Les IME ont été créé dans les années soixante sous l’impulsion de parents d’enfants handicapés, à défaut de pouvoir scolariser leurs enfants. C’était une grande avancée pour eux. Ils répondaient et répondent toujours à leurs besoins. Il ne faut pas croire qu’il n’y a pas de scolarisation en leur sein, les enfants y apprennent à lire et à compter et bien plus, si ils en ont les moyens intellectuels. Dans celui où je travaille par exemple, pour une soixantaine de jeunes, enfants et adolescents, il y quatre enseignants à temps plein mais nous avons aussi des paramédicaux (orthophonistes, psychomotriciens, une infirmière), un médecin psychiatre, des psychologues, et du personnel éducatif spécialisé et pour ce qui est de la socialisation, dès que c’est possible, nous organisons des activités avec les écoles, ils y font du sport, du chant et quand vient le temps de trouver un métier certains font des stage en entreprise, etc.. Bref, ils font des choses qui leur permettent de faire de réelles rencontres avec les enfants valides. Je crois qu’on ne peut pas faire mieux comme structure et pourtant la politique actuelle est de vouloir les réduire et à terme de les faire disparaitre au nom de cette sacro-sainte inclusion.

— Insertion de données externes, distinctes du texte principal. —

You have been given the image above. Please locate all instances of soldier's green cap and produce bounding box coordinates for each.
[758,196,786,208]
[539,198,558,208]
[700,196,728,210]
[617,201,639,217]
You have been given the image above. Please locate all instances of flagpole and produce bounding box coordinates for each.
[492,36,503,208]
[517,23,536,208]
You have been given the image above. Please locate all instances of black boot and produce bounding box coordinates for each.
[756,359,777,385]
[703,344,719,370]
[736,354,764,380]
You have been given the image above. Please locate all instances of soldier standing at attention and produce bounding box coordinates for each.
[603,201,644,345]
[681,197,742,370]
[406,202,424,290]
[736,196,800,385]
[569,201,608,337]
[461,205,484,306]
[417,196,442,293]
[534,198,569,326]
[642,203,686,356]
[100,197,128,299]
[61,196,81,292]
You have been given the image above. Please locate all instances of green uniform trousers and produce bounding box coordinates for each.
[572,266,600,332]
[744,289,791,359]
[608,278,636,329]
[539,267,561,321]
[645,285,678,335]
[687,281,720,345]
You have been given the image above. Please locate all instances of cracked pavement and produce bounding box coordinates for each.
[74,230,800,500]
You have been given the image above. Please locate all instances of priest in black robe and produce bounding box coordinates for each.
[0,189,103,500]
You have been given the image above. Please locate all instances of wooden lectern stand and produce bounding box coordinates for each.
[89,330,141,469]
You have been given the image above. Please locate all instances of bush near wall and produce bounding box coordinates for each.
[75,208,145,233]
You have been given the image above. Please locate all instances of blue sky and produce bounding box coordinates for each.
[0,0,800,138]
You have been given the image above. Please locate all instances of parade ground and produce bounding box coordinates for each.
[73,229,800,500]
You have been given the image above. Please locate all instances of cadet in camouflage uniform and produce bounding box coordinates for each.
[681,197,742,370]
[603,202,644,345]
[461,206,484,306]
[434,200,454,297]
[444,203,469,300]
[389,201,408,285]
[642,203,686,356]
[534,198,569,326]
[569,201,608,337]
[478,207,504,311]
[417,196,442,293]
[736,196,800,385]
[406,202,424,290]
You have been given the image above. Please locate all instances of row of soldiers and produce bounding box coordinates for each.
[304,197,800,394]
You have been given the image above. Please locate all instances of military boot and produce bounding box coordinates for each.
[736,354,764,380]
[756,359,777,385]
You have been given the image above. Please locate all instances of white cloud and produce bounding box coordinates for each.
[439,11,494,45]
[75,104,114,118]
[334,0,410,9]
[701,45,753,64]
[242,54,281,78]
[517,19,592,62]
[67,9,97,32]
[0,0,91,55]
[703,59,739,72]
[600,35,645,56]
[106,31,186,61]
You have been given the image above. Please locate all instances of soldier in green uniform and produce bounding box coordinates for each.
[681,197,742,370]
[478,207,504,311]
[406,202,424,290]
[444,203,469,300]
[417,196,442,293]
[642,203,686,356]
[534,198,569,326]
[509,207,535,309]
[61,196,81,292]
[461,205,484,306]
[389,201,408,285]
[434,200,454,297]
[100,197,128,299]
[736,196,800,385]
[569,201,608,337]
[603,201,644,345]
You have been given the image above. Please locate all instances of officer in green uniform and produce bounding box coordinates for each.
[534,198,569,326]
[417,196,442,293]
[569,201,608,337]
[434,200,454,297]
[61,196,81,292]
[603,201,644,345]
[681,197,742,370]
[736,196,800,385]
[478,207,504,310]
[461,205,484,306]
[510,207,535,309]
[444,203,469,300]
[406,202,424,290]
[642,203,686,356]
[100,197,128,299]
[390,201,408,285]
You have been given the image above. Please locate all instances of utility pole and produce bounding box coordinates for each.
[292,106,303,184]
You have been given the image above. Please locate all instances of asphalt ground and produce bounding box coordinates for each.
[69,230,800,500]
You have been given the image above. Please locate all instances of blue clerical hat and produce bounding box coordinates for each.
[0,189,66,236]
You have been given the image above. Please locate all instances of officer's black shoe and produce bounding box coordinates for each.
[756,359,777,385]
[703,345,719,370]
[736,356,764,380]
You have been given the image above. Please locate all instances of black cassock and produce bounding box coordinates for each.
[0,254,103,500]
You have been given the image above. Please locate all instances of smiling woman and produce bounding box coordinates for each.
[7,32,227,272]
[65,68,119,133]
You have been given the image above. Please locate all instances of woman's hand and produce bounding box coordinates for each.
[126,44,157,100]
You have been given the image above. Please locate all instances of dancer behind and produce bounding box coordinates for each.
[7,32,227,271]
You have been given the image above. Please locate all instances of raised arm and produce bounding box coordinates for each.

Ce qu’il manquait dans les paroles du parent interviewé, mais je comprend en même temps très bien que cette préoccupation soit secondaire par rapport à celle de la sécurité et de l’éducation de son propre enfant, c’est un mot pour l’enfant autiste, qu’il prenne aussi sa défense, parce que si il crie, si il arrache les cheveux des autres, si il griffe, si il fait des colères monstrueuses au point que les pompiers et la police sont obligés d’intervenir, c’est parce qu’il n’a pas d’autres moyens de dire qu’il se sent mal. Pour avoir connu de nombreux exemples de tels cas, je peux vous dire qu’une fois que la prise en charge est adaptée, ces comportements soit s’atténuent très largement ou disparaissent totalement et je pourrais poursuivre aussi sur tout ces cas de jeunes adolescents qu’on a maintenu coûte que coûte en milieu ordinaire et qui arrivent à l’IME cassés psychologiquement, avec un sentiment profond de ne rien valoir à force d’avoir été confronté toute leur enfance à l’échec, un sentiment qui les poursuit longtemps dans leur vie d’adulte et qui parfois ne les quitte jamais.

Le pourquoi de la violence de cet enfant autiste, c’est une question qui a été complètement éludée du reportage, pourtant un enfant aussi violent ça devrait interpeller ! Personne ne se pose la question de savoir si on ne le maltraite pas à le contraindre ainsi, n’est-il pas victime d’une forme de harcèlement, un harcèlement éducatif ? Il est là le scandale, c’est la violence de la société à son encontre. Mais non, rien à ce sujet, ce qu’il vit personne n’en a rien à faire. Il est en classe comme les autres enfants de son âge et c’est tout ce qui compte. C’est comme pour la modification de l’appellation du plan autisme, tout est une question d’image.